A unique service is the Interim Care Provider Program, which trains volunteer caregivers in nurturing infants during the first few weeks after birth. This gives women and their partners time and space to make a decision about the future of their family. Caregivers are trained to care properly for newborns, which includes taking them to medical appointments, and providing round-the-clock feedings and diaper changes.

== Recognition ==
2014-18 Spence-Chapin was awarded the “All Children - All Families” Innovator Seal of Recognition by the Human Rights Campaign.
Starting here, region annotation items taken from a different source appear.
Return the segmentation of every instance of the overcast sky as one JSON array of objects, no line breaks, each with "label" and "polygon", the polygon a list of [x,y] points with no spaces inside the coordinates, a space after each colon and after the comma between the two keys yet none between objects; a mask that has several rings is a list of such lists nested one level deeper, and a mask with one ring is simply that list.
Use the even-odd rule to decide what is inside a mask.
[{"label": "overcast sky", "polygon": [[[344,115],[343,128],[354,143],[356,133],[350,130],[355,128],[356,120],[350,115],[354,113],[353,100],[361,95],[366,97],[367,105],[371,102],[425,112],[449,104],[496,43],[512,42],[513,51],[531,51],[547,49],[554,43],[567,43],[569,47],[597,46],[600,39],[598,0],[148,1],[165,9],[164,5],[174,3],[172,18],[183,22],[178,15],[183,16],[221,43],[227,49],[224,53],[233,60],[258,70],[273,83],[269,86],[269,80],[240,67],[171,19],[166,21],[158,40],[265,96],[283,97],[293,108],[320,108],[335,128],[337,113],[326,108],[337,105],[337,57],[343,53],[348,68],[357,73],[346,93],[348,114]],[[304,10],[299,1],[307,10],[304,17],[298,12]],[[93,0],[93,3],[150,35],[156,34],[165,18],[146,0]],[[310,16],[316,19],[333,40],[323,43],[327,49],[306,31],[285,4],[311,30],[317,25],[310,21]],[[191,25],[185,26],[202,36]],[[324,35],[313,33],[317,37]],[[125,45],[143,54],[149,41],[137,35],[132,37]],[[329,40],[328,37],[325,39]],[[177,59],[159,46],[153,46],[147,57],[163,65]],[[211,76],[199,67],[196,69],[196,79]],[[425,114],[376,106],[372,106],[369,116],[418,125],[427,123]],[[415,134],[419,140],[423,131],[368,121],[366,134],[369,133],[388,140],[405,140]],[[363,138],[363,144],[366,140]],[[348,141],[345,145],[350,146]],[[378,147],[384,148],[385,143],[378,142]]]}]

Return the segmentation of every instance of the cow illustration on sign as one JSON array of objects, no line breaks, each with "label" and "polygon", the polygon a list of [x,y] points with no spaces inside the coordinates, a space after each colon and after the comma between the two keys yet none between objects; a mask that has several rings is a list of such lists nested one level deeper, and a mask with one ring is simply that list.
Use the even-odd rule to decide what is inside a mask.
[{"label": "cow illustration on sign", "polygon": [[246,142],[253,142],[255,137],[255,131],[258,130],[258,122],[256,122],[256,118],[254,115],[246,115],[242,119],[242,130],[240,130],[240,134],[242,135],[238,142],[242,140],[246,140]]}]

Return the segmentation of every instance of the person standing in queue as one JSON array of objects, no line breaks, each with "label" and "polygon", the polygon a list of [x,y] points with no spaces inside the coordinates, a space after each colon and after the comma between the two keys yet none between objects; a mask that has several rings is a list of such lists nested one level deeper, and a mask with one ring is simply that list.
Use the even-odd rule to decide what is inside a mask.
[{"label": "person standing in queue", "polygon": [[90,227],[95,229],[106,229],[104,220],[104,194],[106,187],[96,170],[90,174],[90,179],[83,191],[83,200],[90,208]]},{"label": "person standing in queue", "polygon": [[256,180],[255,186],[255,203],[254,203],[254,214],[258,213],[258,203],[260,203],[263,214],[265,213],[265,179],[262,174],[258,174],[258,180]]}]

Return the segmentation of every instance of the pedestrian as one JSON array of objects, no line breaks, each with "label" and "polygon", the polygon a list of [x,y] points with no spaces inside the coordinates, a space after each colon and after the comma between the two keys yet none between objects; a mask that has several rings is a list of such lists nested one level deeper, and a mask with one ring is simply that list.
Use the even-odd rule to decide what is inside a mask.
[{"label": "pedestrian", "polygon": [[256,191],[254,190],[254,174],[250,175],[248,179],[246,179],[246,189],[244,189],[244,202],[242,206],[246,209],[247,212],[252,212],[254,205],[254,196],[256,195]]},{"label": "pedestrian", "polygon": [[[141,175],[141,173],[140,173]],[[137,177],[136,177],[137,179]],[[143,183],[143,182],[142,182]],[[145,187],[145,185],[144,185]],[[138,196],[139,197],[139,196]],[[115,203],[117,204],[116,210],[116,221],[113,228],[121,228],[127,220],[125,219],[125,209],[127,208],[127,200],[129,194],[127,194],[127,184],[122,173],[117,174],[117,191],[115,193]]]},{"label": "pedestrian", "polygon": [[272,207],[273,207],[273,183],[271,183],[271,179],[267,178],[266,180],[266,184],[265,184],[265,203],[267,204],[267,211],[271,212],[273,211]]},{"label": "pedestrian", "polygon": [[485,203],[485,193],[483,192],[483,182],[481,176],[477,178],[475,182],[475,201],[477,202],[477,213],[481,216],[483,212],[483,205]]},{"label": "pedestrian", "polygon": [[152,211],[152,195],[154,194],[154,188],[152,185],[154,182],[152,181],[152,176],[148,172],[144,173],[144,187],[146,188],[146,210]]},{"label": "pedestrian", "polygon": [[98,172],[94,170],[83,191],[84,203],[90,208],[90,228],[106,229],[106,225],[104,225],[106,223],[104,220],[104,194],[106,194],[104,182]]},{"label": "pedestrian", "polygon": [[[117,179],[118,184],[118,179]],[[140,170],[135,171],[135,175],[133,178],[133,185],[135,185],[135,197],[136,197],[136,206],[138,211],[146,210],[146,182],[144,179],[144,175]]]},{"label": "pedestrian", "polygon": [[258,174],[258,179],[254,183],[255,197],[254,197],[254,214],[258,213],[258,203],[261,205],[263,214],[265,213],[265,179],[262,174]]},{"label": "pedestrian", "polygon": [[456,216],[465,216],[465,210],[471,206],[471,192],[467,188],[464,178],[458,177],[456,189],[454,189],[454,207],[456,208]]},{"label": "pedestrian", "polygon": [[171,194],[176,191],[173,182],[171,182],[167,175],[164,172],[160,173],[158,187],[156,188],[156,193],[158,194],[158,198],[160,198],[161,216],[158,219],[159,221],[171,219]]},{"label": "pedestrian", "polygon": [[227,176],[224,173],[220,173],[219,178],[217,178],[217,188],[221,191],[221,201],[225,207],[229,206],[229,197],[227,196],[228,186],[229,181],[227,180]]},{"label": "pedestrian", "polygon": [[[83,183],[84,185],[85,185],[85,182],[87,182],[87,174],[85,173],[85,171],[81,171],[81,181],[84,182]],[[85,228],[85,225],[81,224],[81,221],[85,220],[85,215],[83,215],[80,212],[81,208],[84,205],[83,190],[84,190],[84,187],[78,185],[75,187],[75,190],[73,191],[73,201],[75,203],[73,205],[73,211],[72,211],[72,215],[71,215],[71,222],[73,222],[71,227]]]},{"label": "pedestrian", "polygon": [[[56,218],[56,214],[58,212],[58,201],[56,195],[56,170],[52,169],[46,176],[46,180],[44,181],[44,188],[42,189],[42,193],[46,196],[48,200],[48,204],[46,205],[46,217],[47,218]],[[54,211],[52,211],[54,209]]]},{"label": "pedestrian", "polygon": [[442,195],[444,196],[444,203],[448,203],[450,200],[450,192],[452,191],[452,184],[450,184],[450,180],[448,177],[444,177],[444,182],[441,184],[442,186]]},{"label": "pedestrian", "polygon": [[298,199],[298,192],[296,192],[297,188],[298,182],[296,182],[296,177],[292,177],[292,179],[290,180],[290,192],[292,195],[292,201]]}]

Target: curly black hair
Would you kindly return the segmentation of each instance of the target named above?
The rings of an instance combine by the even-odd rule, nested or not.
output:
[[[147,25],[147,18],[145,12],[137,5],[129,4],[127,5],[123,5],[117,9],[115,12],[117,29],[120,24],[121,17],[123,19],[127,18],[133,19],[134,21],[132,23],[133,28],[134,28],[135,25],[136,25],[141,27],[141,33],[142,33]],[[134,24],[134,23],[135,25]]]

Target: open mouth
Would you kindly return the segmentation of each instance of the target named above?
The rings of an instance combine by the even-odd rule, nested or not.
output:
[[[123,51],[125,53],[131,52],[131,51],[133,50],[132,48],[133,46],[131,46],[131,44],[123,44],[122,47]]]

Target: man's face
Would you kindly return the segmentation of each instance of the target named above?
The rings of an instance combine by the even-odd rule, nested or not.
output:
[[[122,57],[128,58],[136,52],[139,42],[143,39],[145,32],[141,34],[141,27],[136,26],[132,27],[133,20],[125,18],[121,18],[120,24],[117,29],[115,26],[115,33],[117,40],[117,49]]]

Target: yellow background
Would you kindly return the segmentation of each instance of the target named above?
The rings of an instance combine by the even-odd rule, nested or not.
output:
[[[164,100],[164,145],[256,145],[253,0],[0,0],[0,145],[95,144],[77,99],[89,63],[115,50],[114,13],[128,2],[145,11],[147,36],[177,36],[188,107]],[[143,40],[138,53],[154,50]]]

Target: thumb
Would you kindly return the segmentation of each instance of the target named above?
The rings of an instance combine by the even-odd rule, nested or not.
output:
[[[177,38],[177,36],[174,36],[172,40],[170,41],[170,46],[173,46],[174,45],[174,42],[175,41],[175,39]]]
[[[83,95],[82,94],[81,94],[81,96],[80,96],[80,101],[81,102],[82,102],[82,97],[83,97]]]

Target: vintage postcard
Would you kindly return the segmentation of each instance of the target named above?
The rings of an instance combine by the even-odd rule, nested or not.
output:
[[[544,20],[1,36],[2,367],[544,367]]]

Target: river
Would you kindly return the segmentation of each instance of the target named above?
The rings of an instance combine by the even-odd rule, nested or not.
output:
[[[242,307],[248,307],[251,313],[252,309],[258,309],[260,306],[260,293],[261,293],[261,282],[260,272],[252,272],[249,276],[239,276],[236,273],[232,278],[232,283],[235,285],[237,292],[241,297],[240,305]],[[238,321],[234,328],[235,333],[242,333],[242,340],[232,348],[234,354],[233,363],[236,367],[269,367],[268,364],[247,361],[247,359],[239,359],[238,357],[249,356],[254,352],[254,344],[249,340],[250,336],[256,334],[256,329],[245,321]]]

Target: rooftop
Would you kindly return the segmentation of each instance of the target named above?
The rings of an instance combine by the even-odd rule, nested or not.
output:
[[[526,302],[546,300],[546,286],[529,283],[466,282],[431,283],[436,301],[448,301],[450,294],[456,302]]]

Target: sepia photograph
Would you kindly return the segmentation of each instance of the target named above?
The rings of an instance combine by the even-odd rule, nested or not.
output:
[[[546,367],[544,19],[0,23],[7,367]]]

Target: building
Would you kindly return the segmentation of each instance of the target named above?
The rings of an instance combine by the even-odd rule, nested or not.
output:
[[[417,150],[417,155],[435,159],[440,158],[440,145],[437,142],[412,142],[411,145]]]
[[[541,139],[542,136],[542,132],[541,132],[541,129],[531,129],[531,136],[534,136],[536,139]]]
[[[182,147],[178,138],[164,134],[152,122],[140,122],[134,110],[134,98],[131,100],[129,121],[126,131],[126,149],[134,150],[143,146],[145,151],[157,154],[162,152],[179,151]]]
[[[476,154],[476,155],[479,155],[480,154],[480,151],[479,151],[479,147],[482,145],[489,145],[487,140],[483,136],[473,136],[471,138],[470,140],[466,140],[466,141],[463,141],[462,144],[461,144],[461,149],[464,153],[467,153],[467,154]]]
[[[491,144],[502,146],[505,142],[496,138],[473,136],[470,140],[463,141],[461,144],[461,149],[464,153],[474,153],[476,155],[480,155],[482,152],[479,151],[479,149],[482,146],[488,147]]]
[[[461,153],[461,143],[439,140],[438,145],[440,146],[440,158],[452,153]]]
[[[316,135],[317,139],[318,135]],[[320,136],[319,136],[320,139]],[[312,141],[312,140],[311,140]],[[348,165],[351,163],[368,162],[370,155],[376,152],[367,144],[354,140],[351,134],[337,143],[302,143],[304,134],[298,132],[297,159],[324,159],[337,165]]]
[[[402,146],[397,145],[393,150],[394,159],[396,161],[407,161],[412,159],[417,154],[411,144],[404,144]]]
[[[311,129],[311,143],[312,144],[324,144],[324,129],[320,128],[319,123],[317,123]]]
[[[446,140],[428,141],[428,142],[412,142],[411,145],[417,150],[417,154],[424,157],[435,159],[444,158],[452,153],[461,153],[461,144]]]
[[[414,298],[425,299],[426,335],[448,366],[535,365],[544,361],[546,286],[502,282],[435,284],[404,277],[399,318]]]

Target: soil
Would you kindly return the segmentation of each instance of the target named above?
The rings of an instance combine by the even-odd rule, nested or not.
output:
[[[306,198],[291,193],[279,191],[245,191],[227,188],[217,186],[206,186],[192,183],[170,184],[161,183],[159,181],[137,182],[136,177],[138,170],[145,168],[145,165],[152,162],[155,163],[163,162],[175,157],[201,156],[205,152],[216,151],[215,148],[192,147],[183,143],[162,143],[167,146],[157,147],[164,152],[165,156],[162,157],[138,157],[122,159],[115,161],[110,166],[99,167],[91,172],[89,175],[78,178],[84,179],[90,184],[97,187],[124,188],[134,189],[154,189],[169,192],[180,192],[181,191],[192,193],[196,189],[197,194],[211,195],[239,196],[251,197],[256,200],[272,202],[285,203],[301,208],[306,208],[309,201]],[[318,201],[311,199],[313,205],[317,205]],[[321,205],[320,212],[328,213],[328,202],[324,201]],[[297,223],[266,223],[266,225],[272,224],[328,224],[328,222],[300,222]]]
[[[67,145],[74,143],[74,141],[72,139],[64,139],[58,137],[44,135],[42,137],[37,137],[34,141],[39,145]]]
2016 Recognition as an Adoption-Friendly Workplace by Dave Thomas Foundation for Adoption

2018 Spence-Chapin was recognized as an Innovator in LGBTQ Inclusion by the Human Rights Campaign.

== Records ==

Spence-Chapin holds thousands of records from its 110+ year history, as well as the records for Louise Wise Services, Talbot Perkins (prior to 1960), and the Sophia Fund agencies which are now closed. Adult adoptees, former foster children 18+ years of age, birth parents, adoptive parents of children under the age of 18, and biological siblings of adoptees, 18+ years of age, whose adoption or foster care was planned through Spence-Chapin, Louise Wise Services, Talbot Perkins, or the Sophia Fund are eligible to apply for non-identifying record information from Spence-Chapin. The Louise Wise “Twin Study” records remain sealed at Yale University until the year 2065.